What is First-Year Studies Like?

First-Year Studies

First-Year Studies (formerly Freshman Studies) has been the cornerstone of the Lawrence curriculum for more than 70 years. Designed by Nathan Pusey, who left Lawrence for the presidency at Harvard, it was first taught in 1945 and is still best understood as an introduction to liberal learning.

Students take First-Year Studies in their first two terms on campus. Each section of the course includes about fifteen students, allowing for close relationships between students and teachers. Because each section uses the same reading list, First-Year Studies also helps students to join in the life of a larger intellectual community, one that now includes generations of Lawrentians.

In keeping with such goals, First-Year Studies is expansive and inclusive. Instead of endorsing a single point of view, the course embraces works from many different traditions. Every division of the curriculum is represented on the syllabus, and recent versions of the course have included works by Plato and Bruegel, Brecht and Feynman, Borges and Miles Davis, Natasha Trethewey and Alison Bechdel.

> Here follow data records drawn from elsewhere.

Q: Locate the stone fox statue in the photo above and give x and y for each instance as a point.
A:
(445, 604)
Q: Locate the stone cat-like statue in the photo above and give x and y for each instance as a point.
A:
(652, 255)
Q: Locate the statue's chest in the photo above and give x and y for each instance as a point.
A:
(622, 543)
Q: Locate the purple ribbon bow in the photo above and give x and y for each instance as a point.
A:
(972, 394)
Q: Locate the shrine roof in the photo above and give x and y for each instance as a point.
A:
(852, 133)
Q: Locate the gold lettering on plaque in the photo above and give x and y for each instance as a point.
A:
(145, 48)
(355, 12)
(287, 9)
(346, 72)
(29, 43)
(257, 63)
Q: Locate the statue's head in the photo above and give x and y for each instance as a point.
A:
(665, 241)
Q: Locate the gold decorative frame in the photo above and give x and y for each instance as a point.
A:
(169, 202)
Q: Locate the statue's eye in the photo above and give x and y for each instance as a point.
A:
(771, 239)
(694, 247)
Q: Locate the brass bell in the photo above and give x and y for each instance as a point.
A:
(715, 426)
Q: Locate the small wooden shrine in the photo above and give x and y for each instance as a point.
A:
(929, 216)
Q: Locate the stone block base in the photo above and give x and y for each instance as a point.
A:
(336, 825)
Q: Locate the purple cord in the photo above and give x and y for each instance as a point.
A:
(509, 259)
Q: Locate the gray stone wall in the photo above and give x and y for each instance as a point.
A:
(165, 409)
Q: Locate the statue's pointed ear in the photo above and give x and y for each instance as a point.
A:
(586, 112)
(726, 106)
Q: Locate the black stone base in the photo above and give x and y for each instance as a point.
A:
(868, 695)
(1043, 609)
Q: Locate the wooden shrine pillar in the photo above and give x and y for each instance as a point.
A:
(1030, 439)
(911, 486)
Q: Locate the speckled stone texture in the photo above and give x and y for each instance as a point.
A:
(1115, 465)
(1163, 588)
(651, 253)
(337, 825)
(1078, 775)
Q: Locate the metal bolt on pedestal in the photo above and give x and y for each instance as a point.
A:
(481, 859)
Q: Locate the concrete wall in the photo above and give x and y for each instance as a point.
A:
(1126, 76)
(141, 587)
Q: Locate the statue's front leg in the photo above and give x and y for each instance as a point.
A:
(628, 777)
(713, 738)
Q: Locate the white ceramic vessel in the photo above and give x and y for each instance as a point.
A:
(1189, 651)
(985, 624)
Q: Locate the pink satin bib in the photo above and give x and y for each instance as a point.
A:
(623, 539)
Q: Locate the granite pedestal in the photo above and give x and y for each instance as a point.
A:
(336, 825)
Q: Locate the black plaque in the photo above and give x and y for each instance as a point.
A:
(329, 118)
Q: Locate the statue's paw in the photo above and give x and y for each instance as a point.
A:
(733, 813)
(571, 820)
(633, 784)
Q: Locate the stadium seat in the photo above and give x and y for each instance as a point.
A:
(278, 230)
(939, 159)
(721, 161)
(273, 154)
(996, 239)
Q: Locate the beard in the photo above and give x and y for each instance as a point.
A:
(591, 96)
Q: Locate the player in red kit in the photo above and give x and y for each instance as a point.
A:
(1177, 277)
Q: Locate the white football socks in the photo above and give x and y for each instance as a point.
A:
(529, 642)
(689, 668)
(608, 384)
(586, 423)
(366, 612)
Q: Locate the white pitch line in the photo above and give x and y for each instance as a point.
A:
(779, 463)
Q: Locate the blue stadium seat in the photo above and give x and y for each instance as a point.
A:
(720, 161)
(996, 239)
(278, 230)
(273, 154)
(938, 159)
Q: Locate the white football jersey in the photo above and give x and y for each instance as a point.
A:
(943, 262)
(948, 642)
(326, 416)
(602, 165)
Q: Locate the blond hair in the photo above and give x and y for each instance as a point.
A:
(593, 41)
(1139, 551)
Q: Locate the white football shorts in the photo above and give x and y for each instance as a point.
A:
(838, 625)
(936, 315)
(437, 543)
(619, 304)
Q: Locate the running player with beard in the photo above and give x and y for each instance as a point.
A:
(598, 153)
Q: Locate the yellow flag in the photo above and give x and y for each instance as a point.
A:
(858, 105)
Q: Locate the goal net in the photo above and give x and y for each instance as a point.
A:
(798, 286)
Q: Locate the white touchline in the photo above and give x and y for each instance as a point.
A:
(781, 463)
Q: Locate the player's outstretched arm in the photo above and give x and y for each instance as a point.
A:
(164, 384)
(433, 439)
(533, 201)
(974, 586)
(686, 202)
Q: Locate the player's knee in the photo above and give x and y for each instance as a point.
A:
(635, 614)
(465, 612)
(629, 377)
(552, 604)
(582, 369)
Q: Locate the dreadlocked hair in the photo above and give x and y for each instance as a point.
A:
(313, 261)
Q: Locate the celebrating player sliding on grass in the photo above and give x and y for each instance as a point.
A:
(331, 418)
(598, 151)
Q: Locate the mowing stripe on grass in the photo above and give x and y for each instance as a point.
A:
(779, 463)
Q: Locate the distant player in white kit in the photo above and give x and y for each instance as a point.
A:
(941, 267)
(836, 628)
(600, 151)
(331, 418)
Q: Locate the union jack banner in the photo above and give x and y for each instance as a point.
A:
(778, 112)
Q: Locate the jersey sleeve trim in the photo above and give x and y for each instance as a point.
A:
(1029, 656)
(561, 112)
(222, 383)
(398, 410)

Through their encounters with such works, students gain an appreciation of different approaches to knowledge. They also join each other in exploring a host of important questions, such as: What is the best sort of life for human beings? Are there limits to human knowledge? How should we respond to injustice and suffering?

In addition to raising these questions, First-Year Studies serves more immediate and practical goals. The course encourages lively discussion and introduces students to the conventions of academic writing. In the first term, for example, students learn that a paper must serve the needs of an intelligent, curious reader. They also learn that a good paper should be organized around a central claim or thesis and supported with evidence from the text.

In the second term, students build on these foundations, moving on to more complex forms of argument. Students may be asked to assess the interpretations of earlier scholars or to contrast the treatment of a crucial theme in two very different texts. Through their work in First-Year Studies, then, students begin to master the skills needed for success in more advanced courses.

NOTE TO STUDENTS: You don’t need to buy any of these books before arriving on campus. But whenever and wherever you get your books, you must use the editions listed here. For domestic students, if you have not already received Natasha Trethewey's Native Guard as part of the LUX virtual events in the spring, a copy will be waiting for you in your on-campus mailbox.

Fall Term

Berenice Abbott, Tri-Boro Barber School (photograph)
Plato. The Republic. Trans. Grube/Reeve.  Hackett.
ISBN 978-0872201361 (pbk)
Thomas Seeley. Honeybee Democracy. Princeton University Press.
ISBN 978-0691147215
Amy Stanley. Stranger in the Shogun's City. Scribner.
ISBN 978-1501188534 (pbk)
Natasha Trethewey. Native Guard. Mariner Books.
ISBN 978-0618872657 (pbk)

Winter Term

Abhijit Banerjee and Esther Duflo. Poor Economics: A Radical Rethinking of the Way to Fight Global Poverty. Public Affairs.
ISBN 978-1610390934 (pbk)
Miles Davis. Kind of Blue. Columbia [Audio CD].
Tony Kushner, Angels in America, Part 1: Millennium Approaches, included in Angels in America: A Gay Fantasia on National Themes. Theater Communication Group.
ISBN 978-1559363846 (pbk)
Eric R. Scerri.  The Periodic Table:  A Very Short Introduction.  2nd edition. Oxford University Press.
ISBN 978-0198842323 (pbk)
Jeremy Waldron. The Harm in Hate Speech. Harvard University Press.